A Phase 1, Open-Label, Multicenter, Dose Escalation Study of mRNA-2752, a Lipid Nanoparticle Encapsulating mRNAs Encoding Human OX40L, IL-23, and IL-36γ, for Intratumoral Injection Alone and in Combination With Immune Checkpoint Blockade
The clinical study will assess the safety and tolerability of escalating intratumoral doses of mRNA-2752 in participants with relapsed/refractory solid tumor malignancies or lymphoma.
Participants in Arm A and in Arm B will be enrolled into the Dose Escalation Part and the doses of mRNA-2752 will be administered in a dose escalation regimen until a maximum tolerated dose (MTD) or a recommended dose for expansion (RDE) is identified. When the MTD/RDE is identified, participants with visceral lesions may be enrolled into the Dose Confirmation Part to confirm that the dose is also appropriate for this subgroup.
Once the MTD/RDE is identified in the Dose Escalation/Dose Confirmation Parts, participants in Arm B will be enrolled into the Dose-Expansion Part in order to assess the preliminary anti-tumor activity of mRNA-2752 in combination with durvalumab.
Following completion of 6 cycles of mRNA-2752, participants may continue with durvalumab alone until disease progression, unacceptable toxicity, or 24 months of treatment (total), whichever is sooner. If a participant is experiencing clinical benefit and it is in the participant's best interest, in the opinion of the Investigator, dosing of mRNA-2752 may continue beyond Cycle 6 (up to 24 total months of treatment) after approval from the Sponsor.
18 Years and up
Accepting Healthy Volunteers?
- Written informed consent prior to completing any study-specific procedure
- Histologically confirmed advanced or metastatic disease with at least 1 measurable lesion as determined by Response Evaluation Criteria in Solid Tumors (RECIST) version 1.1 or Cheson 2016 criteria
- Dose Escalation/Confirmation:
o Has disease progression after adequate standard of care therapies for metastatic disease that are known to confer clinical benefit, is intolerant to treatment, or refuses standard treatment (no limit to prior lines of therapy)
- Dose Expansion:
- Group 1 Triple negative breast cancer: Must have objective evidence of disease progression during or following at least one prior line of therapy for metastatic or locally advanced disease
- Group 2 Head and neck squamous cell carcinoma: Must have objective evidence of disease progression during or following platinum-containing chemotherapy as well as a programmed death -ligand 1 (PD-1/L1) therapy
- Group 3 Non-Hodgkin's lymphoma: Must have objective evidence of disease progression following an anthracycline containing chemotherapy regimen, as well as an anti-CD20 monoclonal antibody unless CD20 is determined to be negative. Participants with transformed follicular lymphoma must have received prior chemotherapy for follicular lymphoma and subsequently have chemorefractory disease after transformation to diffuse large B-cell lymphoma (DLBCL)

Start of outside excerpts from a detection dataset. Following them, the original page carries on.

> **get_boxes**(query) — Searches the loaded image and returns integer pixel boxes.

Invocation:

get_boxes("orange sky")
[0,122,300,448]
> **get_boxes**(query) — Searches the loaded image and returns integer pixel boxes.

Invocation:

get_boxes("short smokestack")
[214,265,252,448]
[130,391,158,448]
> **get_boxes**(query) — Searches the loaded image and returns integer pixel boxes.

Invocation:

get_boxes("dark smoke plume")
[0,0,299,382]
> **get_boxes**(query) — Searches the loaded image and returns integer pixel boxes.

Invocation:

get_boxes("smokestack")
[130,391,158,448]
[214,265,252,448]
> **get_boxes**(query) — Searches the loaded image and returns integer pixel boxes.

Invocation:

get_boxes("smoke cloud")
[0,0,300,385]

- Group 4 Urothelial cancer, first line: Must be cisplatin ineligible and PD-L1 negative
- Group 5 Urothelial cancer: Must have objective evidence of disease progression during or following platinum-containing chemotherapy
- Has a tumor lesion amenable to biopsy and must be willing to provide the baseline and on-treatment tumor biopsy samples if medically feasible. For participants with only 1 lesion amenable to injection, biopsy, and RECIST assessment, that lesion must be ≥2 centimeters (cm)

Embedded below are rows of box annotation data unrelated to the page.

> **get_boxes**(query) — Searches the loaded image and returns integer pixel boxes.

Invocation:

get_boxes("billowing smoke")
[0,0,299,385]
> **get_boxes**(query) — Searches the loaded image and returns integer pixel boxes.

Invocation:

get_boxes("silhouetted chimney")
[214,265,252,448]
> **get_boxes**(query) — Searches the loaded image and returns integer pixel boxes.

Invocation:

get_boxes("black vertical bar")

- Eastern Cooperative Oncology Group (ECOG) performance status of ≤1
- Has a body weight of >30 kilograms (kg)
- Adequate hematological and biological function
- Has evidence of post-menopausal status or negative urinary or serum pregnancy test for female pre-menopausal participants
- Treatment Arm B: Thyroid-stimulating hormone within normal range
- Has received prior systemic anti-cancer therapy including investigational agents within 28 days of the start of study treatment
- Has received prior radiotherapy within 14 days before the first dose of study treatment
- Has received a live vaccine within 30 days before the first dose of study treatment
- Has current or prior use of immunosuppressive medication within 14 days before the first dose of study treatment
- Have major surgical procedures within 28 days or non-study-related minor procedures within 7 days before the first dose of study treatment.

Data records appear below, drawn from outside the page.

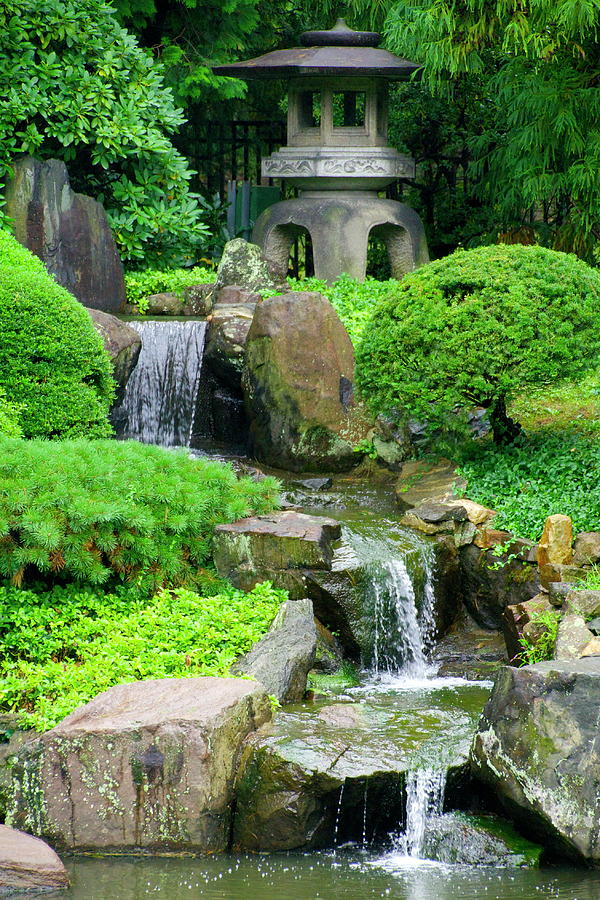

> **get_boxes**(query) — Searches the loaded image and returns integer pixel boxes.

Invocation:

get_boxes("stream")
[89,323,600,900]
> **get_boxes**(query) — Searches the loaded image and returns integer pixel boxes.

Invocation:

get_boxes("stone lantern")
[215,19,429,281]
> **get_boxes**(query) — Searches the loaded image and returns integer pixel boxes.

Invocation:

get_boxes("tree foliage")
[0,231,114,438]
[0,0,211,265]
[353,0,600,258]
[357,244,600,439]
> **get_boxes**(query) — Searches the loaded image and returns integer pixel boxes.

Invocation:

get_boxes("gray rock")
[242,293,370,472]
[0,825,69,894]
[231,599,317,703]
[460,544,540,629]
[573,531,600,566]
[471,658,600,866]
[565,589,600,619]
[204,304,255,391]
[183,284,215,316]
[216,238,287,292]
[9,678,271,852]
[5,156,125,312]
[88,309,142,404]
[554,613,594,659]
[424,813,542,868]
[213,510,341,586]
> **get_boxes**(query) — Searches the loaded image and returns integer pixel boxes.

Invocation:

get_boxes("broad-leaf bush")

- Requires active systemic anticoagulation at the time of intratumoral injection or biopsy
- Active central nervous system tumors or metastases
- Any unresolved toxicity National Cancer Institute (NCI) Common Terminology Criteria for Adverse Events (CTCAE) Grade ≥2 from previous anticancer therapy with the exception of alopecia, vitiligo, and protocol defined laboratory values
- Participants with Grade ≥2 neuropathy will be evaluated on a case-by-case basis after consultation with the Study Physician.
- Participants with irreversible toxicity not reasonably expected to be exacerbated by treatment with durvalumab may be included only after consultation with the Study Physician.
- Active or prior documented autoimmune or inflammatory disorders
- History of primary immunodeficiency, allogenic solid organ transplantation, or tuberculosis
- Active infection including tuberculosis (clinical evaluation that includes clinical history, physical examination and radiographic findings, and tuberculosis testing in line with local practice), hepatitis B (known positive HBV surface antigen [HBsAg] result), hepatitis C, or human immunodeficiency virus (positive HIV 1/2 antibodies). Participants with a past or resolved HBV infection (defined as the presence of hepatitis B core antibody [anti-HBc] and absence of HBsAg) are eligible. Participants positive for hepatitis C (HCV) antibody are eligible only if polymerase chain reaction is negative for HCV ribonucleic acid (RNA).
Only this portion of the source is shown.